Just as often I’ll follow the second practice of setting the primary key to something that never occurs naturally in the database — it’s just a number or series of characters that I make up to represent the actual values on that row, called a “surrogate” key. It’s like the way your employee number at work represents your name and hire date.

An important aspect to the simple rule from above is that the primary key shouldn't change, ever. While you can change a primary key later, it's painful. This brings up an issue with the choice for the primary key. If the natural key might change or may not exist, use a surrogate or artificial key. I’ll have to do that for the Hours and Skills entities, since the values I’m storing there are not unique, and may change over time.

Apply second normal form rules to the logical ERD

Second normal form says that I need to separate out any shared attributes into separate tables. I’ve largely accomplished that goal already, but an additional part of this form is that in separating these attributes into other tables, I need to set up the foreign keys. These are the non-unique values in one table that point to the parent or relating table.

Create foreign keys

In my diagram, I already have pointer attributes (which convert to foreign keys) in the Hours entity. Notice the Project Code and Staff Code attributes in the logical diagram. In the physical model I’ve renamed those attributes to fields called Project_Code and Staff_Code.

In addition, I need to create a few more foreign key fields. I’ve added Staff_Code to the Skills table, and Client_Code to the Projects table.

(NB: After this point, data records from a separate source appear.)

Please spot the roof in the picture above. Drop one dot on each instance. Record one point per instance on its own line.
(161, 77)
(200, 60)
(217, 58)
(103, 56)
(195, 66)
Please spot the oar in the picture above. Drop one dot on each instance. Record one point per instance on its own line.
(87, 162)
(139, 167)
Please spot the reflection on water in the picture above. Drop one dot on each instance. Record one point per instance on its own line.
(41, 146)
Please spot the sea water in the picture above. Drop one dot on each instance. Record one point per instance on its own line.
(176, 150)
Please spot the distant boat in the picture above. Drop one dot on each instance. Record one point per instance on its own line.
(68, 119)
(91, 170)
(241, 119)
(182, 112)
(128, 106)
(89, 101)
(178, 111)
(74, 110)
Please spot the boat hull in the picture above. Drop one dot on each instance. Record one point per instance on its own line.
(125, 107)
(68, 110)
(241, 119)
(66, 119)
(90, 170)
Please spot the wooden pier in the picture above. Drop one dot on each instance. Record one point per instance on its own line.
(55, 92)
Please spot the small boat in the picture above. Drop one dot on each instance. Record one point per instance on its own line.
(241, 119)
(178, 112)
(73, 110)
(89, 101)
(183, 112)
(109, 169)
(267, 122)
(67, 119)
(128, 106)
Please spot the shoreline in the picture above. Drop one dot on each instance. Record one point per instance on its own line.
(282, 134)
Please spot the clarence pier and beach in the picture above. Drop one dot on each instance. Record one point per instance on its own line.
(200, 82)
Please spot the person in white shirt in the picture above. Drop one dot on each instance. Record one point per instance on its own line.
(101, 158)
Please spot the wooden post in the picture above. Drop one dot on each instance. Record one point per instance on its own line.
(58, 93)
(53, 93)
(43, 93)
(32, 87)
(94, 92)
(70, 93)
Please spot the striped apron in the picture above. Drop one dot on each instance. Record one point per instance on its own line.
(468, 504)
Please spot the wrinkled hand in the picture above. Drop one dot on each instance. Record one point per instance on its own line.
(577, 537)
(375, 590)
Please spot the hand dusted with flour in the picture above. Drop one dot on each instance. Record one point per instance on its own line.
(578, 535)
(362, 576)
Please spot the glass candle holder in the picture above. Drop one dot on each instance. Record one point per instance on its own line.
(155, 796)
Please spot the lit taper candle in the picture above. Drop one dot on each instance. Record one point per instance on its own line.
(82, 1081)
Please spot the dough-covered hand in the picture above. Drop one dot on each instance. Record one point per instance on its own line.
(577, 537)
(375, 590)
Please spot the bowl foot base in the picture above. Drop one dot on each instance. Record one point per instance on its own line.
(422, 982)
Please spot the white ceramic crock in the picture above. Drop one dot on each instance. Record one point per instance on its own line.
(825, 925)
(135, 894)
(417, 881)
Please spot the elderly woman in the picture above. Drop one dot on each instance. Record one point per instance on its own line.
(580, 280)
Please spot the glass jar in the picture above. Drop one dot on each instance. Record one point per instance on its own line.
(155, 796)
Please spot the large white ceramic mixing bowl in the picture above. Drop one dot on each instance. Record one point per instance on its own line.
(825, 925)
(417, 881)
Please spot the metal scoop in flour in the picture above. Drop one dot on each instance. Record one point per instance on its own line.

It's no accident that I’ve named the foreign keys the same as the primary keys in their parent tables. This is usually a good practice, but if it isn't possible I could preface the name with FK_ or some other naming convention. Many tools will “pick up” on the duplicate names and infer that you want them to relate to each other, and some are even intelligent enough to use the Primary/Foreign Key designations to help your users design reports, screens and so on. The easier you make the process on your users, the less they need you to be involved and the fewer errors you’ll face.

Apply third normal form rules to the logical ERD

Third normal form dictates that I have to make sure that all the fields in a table depend on their primary key. It's easier to see this with an example. Let's say that I had a table called Employees with the following fields:

  • Employee_Code
  • Name
  • Address
  • Phone
  • Nationality

At first glance, this table might seem to conform to third normal form. But what about that Nationality field? While it is true that the employee can only have one nationality, it may violate third normal form because the nationality of an employee isn't dependent on their employee code. Nationality may need to be moved out to its own table and a relating table created to match up Nationality to Employee.

I examine my current design, and believe that I am in third normal form.

Enforce business rules with constraints and defaults

Next I need to apply some constraints to the diagram. In the tutorial regarding database objects I explained a few of the constraints you have available and how to apply them, but here's that short list again:

  • Keys, primary and foreign
  • Not Null
  • Check
  • Unique

This process is often the part that takes the longest, and requires the most care. Even in my simple database, this process requires a lot of work, so I'm going to table this part of this part of the tutorial for next week. I wanted to make sure I covered the entire process, but I want to balance that with giving this section its due.

Add any platform components

Here's where I set the fields to the data types, nullability, and other SQL Server-specific constructs. Since this part of the process is also quite lengthy, I'll cover it in the next part of the series with the constraints section.

There's more to do, and I haven't even started my indexes, storage strategy, and maintenance. Even after that, I still have to explain programming considerations such as views, stored procedures and the security. We’ll get to all that in the next few articles in this series.